Düzensiz göçle ülkemize gelen yabancı uyruklular yakalandıklarında Geri Gönderme Merkezleri'ne teslim edilmesi gerekiyor. Ama, onlar da, “Yerimiz yok, bize göndermeyin” diyor. Zaten, bu merkezlere getirilen yabancı, en fazla 6 ay gözetim altında tutuluyor. Bu sürede kişilerle mülakat yapılıyor, niçin geldikleri, ne yapmak istedikleri, hangi ülkeye gitmek istedikleri soruluyor. Parmak izi alınmak isteniyor. “İsteniyor” diyorum çünkü en zoru parmak izi almak. Bu izi vermemek için Afganlılar'ın büyük direnişi oluyor. O patırlı-gürültü arasında bazen görevlinin, bazen sığınmacının parmağı kırıldığı da oluyor.

HER ŞEYİ YAPIYORLAR
Durum, yabancı uyruklu kişinin büyükelçiliğine bildiriliyor. Genelde Afganistan Büyükelçiliği, uçak seferlerinin olmadığını gerekçe gösterip almıyor. Yakalandığında üzerinde uçak biletini karşılayacak para çıkanlara bilet alınıyor.

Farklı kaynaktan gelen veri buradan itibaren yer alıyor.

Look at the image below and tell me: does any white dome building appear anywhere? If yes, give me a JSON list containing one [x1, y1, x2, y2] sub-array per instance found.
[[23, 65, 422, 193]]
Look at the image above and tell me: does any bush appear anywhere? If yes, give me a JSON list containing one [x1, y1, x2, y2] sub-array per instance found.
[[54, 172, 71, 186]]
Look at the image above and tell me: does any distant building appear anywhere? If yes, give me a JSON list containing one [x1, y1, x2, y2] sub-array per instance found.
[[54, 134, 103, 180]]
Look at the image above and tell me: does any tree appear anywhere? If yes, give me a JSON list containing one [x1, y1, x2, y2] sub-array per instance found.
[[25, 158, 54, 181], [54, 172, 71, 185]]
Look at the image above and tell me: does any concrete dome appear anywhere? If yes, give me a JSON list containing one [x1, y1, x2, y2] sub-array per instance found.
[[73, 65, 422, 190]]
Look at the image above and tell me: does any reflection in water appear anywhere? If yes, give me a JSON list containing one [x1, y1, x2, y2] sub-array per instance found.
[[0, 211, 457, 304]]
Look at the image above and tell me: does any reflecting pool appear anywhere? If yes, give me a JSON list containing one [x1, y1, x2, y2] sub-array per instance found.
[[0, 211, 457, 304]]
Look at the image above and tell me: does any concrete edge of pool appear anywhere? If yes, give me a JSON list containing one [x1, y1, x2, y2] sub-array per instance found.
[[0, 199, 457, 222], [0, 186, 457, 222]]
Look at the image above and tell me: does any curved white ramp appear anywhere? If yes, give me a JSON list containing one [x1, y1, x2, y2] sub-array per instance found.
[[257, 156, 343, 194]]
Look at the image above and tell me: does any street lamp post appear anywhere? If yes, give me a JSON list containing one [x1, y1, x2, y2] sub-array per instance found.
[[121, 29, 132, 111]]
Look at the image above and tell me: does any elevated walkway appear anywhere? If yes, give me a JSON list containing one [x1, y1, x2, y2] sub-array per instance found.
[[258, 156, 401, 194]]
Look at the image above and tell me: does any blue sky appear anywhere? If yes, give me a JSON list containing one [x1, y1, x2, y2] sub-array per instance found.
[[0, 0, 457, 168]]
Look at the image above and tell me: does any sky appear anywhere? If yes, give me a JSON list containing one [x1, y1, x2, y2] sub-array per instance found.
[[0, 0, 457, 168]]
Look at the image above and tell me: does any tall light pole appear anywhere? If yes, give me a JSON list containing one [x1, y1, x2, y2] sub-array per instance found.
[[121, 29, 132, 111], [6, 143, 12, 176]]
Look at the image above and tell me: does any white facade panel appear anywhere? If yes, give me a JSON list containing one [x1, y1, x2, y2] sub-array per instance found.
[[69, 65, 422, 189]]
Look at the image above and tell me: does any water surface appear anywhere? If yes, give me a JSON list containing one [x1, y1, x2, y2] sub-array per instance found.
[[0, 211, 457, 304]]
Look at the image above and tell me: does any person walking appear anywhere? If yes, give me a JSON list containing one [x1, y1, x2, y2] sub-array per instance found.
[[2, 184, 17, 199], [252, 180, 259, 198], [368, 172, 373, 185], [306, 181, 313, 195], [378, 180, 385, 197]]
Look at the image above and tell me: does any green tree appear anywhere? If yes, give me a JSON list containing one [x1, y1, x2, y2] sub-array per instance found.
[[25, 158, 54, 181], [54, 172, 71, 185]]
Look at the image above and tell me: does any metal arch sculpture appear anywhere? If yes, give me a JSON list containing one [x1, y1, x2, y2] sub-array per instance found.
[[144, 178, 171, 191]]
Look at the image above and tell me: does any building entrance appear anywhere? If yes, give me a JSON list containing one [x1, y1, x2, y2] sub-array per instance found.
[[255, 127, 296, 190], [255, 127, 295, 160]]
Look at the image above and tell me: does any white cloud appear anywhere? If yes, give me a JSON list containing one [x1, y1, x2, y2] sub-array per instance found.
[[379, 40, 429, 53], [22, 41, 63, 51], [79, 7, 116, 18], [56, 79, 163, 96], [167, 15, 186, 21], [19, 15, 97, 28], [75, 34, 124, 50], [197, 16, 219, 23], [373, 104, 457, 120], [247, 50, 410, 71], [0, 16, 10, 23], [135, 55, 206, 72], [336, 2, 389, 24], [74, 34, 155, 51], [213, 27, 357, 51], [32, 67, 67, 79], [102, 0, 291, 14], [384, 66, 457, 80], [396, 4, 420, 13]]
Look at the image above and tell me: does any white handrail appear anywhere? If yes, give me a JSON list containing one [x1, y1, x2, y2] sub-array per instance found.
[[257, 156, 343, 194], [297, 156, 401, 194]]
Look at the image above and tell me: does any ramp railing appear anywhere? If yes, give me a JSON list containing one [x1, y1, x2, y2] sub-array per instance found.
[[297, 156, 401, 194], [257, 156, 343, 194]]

Yeni gelenler bu durumu bildikleri için üzerlerinde uçak biletini karşılayacak kadar para taşımıyor.

Göç İdaresi Geri Gönderme Merkezi'nde çalışanların neredeyse tamamı yeni memurlardan, uzmanlardan oluşuyor. Gönderme merkezleri de bir yerde cezaevi gibi. Gelenler, günde iki saat havalandırmaya çıkarılıyorlar. Olaylar hiç eksik olmuyor.

EN YAYGIN YÖNTEM: SABUN
Tek amaçları ülkelerine gitmemek olan Afganlılar'ın neler yaptığına bakalım: Gitmemek için intiharlara kalkışılıyor. Temizlik için verilen sabun ya da deterjanları yiyor, içiyor, mideleri bozulduğu için hastaneye kaldırılıyorlar. Böylece Türkiye'de kalma süresini uzatıyorlar, gözetim altında tutuldukları süre içinde ülkelerine gönderilişlerini engellemek için 6 ayı doldurmaya çalışıyorlar. Çünkü, Geri Gönderme Merkezi'nde 6 ayı dolduran ülkesine gönderilemiyorsa Geri Gönderme Merkezi'nden çıkarılıyor.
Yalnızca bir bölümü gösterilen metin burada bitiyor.